As Susette vanished, Lady Harlekston opened the letter from her husband. There was an envelope enclosed. She looked at the address, and hurriedly put on her cloak.

"But now, Madeline, tell me—tell me," Carbouche said, eagerly.

She looked up; he saw her face, and started back with dismay.

"Ah! monsieur," she said politely, "this letter is for you. And now——"

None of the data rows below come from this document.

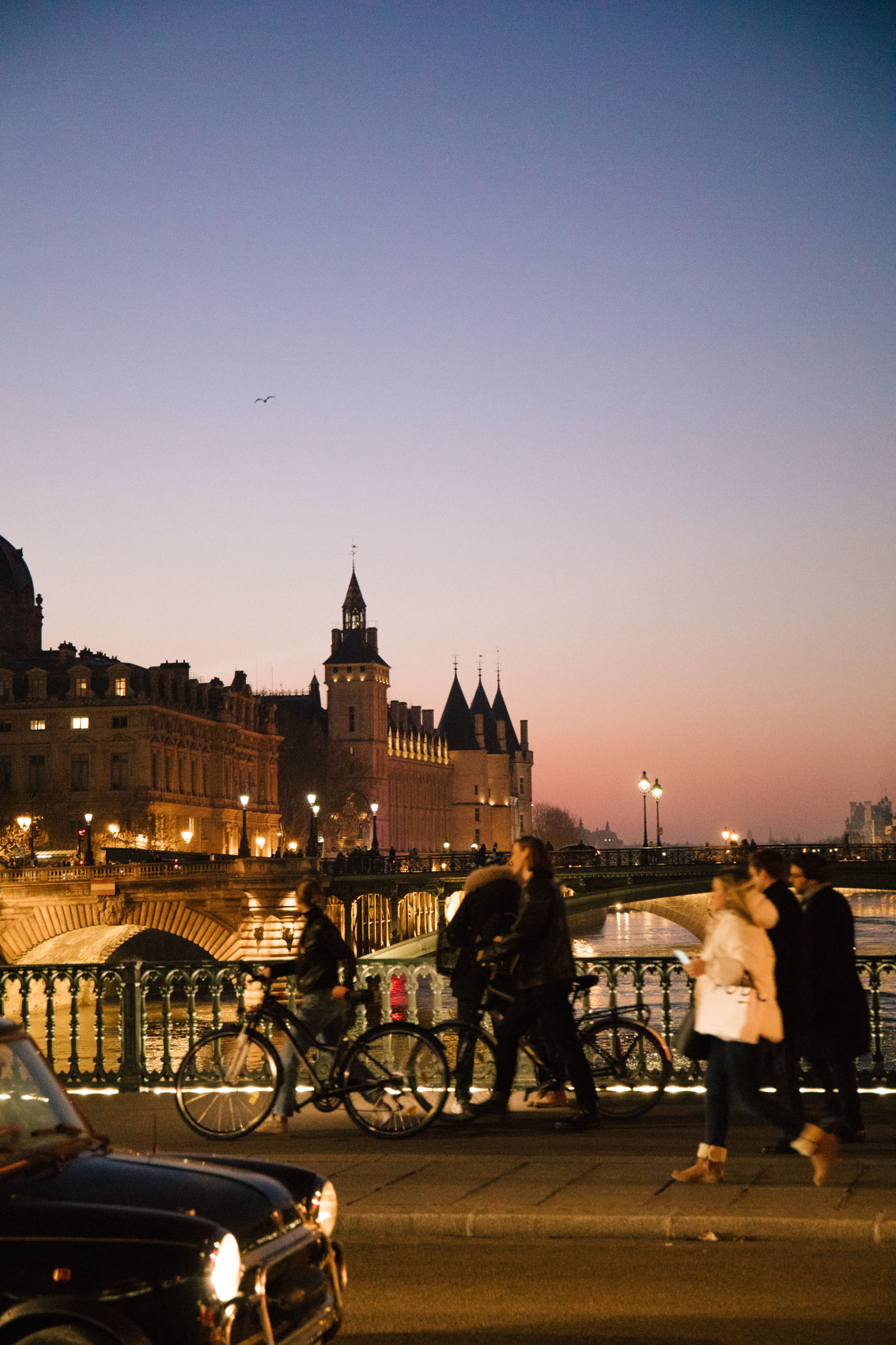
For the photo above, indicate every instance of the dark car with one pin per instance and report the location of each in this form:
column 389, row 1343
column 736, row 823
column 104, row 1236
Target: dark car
column 113, row 1248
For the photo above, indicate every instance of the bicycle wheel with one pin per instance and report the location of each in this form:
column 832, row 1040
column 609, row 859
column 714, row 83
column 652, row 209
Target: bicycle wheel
column 629, row 1067
column 471, row 1064
column 228, row 1082
column 397, row 1080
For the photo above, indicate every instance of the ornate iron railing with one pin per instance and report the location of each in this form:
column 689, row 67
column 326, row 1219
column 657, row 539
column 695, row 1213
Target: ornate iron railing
column 127, row 1026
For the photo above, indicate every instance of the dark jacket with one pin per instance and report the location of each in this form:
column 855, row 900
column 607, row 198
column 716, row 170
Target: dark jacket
column 487, row 910
column 840, row 1026
column 540, row 937
column 792, row 978
column 319, row 954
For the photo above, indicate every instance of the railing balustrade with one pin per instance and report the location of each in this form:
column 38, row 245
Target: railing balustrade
column 127, row 1026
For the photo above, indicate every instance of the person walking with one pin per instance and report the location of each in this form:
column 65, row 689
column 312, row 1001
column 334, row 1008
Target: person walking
column 544, row 972
column 739, row 954
column 487, row 911
column 838, row 1028
column 788, row 934
column 324, row 972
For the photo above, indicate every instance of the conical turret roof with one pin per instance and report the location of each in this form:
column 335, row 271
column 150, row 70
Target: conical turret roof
column 456, row 724
column 479, row 705
column 502, row 714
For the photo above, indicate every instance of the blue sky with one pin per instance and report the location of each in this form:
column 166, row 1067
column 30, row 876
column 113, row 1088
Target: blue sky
column 579, row 320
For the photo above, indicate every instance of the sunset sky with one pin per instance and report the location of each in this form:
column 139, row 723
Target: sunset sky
column 579, row 320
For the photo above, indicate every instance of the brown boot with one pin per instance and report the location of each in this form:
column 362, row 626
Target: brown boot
column 709, row 1168
column 819, row 1146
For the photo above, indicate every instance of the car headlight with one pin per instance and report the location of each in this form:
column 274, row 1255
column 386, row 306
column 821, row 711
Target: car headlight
column 324, row 1206
column 225, row 1268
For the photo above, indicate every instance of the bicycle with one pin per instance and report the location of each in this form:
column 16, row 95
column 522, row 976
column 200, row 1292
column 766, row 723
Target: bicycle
column 630, row 1062
column 391, row 1079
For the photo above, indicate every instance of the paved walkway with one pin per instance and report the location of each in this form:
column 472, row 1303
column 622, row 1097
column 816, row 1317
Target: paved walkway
column 521, row 1180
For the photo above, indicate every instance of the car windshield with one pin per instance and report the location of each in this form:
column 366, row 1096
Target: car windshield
column 34, row 1110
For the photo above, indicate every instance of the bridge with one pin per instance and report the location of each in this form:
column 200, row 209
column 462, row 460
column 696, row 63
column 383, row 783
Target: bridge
column 229, row 908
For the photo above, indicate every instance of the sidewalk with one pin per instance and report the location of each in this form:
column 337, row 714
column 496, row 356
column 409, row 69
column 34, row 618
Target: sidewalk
column 521, row 1180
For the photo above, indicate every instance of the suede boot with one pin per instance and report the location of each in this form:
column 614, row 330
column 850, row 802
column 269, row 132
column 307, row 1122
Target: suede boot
column 819, row 1146
column 709, row 1168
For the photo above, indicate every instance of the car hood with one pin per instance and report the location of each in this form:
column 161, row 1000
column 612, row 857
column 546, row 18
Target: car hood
column 249, row 1204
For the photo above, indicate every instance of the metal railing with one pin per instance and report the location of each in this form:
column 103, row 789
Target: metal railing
column 378, row 864
column 127, row 1026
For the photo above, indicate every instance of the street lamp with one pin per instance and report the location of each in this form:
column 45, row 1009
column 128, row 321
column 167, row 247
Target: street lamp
column 244, row 851
column 312, row 826
column 644, row 784
column 26, row 824
column 657, row 793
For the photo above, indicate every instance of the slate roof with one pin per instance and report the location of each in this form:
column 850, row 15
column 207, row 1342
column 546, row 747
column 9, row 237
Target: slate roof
column 456, row 724
column 501, row 712
column 479, row 705
column 354, row 649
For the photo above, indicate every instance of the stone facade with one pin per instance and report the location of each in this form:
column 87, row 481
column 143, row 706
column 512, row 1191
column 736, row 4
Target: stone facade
column 151, row 751
column 466, row 780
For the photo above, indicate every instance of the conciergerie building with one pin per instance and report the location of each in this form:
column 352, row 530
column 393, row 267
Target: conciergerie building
column 149, row 751
column 466, row 780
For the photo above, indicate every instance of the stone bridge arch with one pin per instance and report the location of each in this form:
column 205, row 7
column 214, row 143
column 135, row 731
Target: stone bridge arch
column 92, row 922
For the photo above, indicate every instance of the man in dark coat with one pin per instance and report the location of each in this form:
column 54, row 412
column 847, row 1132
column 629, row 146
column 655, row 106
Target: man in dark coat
column 544, row 972
column 489, row 908
column 838, row 1029
column 792, row 987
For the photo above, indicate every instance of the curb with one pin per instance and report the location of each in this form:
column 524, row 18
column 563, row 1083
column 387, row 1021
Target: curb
column 384, row 1226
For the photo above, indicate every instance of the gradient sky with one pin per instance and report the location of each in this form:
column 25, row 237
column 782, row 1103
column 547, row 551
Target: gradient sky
column 580, row 322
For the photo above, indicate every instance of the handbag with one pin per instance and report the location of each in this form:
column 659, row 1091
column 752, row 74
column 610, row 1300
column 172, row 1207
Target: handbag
column 734, row 1012
column 688, row 1041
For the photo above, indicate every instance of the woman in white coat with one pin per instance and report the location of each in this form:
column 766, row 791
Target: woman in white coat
column 736, row 1006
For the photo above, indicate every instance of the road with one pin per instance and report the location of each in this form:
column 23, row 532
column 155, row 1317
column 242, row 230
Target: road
column 638, row 1293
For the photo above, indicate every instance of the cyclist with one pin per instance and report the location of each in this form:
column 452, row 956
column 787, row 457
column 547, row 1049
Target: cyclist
column 324, row 970
column 544, row 977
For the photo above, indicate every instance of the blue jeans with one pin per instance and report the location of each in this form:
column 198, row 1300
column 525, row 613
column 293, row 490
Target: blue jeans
column 734, row 1078
column 318, row 1012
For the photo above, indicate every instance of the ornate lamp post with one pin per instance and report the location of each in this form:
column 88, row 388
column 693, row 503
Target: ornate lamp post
column 26, row 824
column 312, row 826
column 657, row 793
column 644, row 784
column 244, row 851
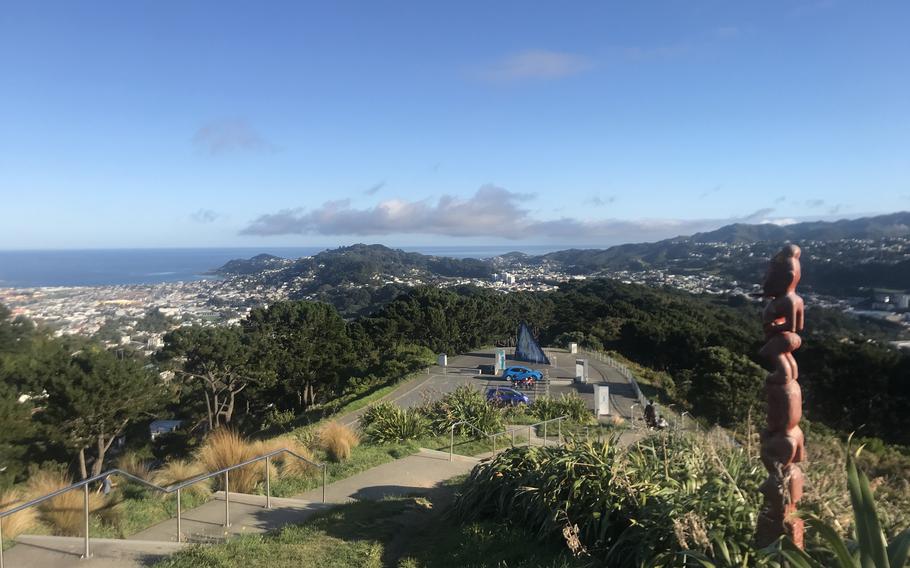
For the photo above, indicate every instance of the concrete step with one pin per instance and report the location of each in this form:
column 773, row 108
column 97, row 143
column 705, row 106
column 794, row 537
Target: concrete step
column 43, row 551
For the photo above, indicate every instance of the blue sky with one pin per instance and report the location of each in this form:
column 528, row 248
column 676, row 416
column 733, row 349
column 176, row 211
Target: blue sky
column 149, row 124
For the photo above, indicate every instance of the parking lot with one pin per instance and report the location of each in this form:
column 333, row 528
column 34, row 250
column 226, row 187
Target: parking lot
column 464, row 370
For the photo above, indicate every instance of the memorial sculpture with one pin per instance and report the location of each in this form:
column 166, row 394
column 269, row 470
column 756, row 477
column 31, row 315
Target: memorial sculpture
column 782, row 439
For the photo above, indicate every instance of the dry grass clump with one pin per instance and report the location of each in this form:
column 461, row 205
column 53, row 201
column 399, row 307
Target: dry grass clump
column 132, row 464
column 289, row 466
column 338, row 440
column 616, row 420
column 178, row 471
column 65, row 512
column 17, row 523
column 224, row 448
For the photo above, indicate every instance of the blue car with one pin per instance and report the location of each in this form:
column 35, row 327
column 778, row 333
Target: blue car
column 518, row 374
column 504, row 396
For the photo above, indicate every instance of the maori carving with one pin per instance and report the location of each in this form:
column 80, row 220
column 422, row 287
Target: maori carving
column 782, row 440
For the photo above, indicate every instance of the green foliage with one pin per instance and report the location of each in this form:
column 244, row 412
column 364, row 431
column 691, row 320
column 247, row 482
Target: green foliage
column 309, row 344
column 218, row 363
column 661, row 496
column 723, row 386
column 16, row 431
column 870, row 549
column 464, row 406
column 386, row 422
column 92, row 397
column 396, row 532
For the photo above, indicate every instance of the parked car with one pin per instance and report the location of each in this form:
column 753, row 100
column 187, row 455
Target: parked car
column 506, row 397
column 518, row 374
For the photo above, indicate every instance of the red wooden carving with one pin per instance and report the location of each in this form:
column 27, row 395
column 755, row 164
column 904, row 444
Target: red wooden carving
column 782, row 440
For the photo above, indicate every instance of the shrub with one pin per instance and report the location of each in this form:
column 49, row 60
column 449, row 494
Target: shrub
column 17, row 523
column 871, row 548
column 288, row 465
column 464, row 404
column 663, row 495
column 224, row 448
column 178, row 471
column 65, row 513
column 131, row 463
column 338, row 440
column 385, row 422
column 571, row 405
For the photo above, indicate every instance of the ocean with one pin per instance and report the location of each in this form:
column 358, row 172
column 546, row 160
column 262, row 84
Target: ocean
column 98, row 267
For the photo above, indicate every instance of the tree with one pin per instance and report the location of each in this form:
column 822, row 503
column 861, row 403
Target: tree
column 92, row 397
column 724, row 386
column 223, row 360
column 309, row 344
column 15, row 429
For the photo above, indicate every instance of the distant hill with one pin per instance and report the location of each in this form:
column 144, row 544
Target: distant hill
column 356, row 278
column 253, row 265
column 893, row 225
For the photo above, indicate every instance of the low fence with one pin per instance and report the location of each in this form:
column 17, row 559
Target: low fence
column 176, row 488
column 510, row 432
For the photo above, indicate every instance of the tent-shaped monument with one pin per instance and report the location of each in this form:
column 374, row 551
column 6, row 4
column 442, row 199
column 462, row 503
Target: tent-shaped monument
column 527, row 348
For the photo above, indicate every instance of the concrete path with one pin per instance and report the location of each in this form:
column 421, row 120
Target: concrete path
column 416, row 474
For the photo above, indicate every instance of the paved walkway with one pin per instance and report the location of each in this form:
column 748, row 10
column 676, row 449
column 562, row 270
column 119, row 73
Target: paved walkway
column 416, row 474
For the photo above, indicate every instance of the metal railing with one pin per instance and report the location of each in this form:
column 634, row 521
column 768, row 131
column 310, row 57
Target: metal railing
column 175, row 488
column 511, row 431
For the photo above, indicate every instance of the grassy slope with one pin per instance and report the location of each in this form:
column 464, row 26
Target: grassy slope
column 403, row 532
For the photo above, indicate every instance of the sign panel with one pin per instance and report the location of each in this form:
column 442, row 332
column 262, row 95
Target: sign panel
column 601, row 399
column 500, row 364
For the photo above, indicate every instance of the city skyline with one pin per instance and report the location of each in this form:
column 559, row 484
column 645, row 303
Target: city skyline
column 226, row 125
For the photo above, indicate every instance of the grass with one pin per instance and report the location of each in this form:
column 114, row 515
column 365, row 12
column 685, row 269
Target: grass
column 362, row 458
column 224, row 448
column 404, row 532
column 64, row 513
column 337, row 440
column 178, row 471
column 134, row 508
column 18, row 523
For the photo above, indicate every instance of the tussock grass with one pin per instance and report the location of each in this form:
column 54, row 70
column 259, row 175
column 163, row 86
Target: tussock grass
column 287, row 465
column 131, row 463
column 338, row 440
column 20, row 522
column 224, row 448
column 65, row 512
column 178, row 471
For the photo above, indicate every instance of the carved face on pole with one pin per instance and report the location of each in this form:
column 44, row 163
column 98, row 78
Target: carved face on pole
column 783, row 273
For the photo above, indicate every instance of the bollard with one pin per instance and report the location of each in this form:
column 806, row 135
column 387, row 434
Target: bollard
column 88, row 552
column 268, row 483
column 179, row 519
column 227, row 501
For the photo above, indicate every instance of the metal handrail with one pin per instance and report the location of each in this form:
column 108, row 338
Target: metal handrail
column 174, row 488
column 512, row 431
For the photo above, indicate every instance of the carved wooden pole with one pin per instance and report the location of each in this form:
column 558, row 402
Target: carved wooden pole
column 782, row 439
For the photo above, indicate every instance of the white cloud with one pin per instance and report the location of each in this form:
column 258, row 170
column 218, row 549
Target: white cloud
column 374, row 189
column 534, row 64
column 229, row 135
column 492, row 212
column 205, row 216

She went two steps towards the door.

"But tell me," he said, with a gasp; "in this last moment, before you go, tell me, did you mean——"

A mocking laugh came from her lips.

"Oh! monsieur," she said. "But the portrait is finished, and it is charming. Adieu! A million thanks," and she swept from the room.

"Madeline!" he exclaimed, petrified; but she was already descending the stairs.

"Adieu!" she laughed up at him. "The portrait is finished, and the last touches were perfect. That is all I wanted."

He drew back, and stood looking at the empty easel, bewildered. There was a grating sound on the gravel. She had gone. Mechanically he tore open the envelope in his hand. A dozen bank-notes fluttered from it, and scattered themselves at his feet.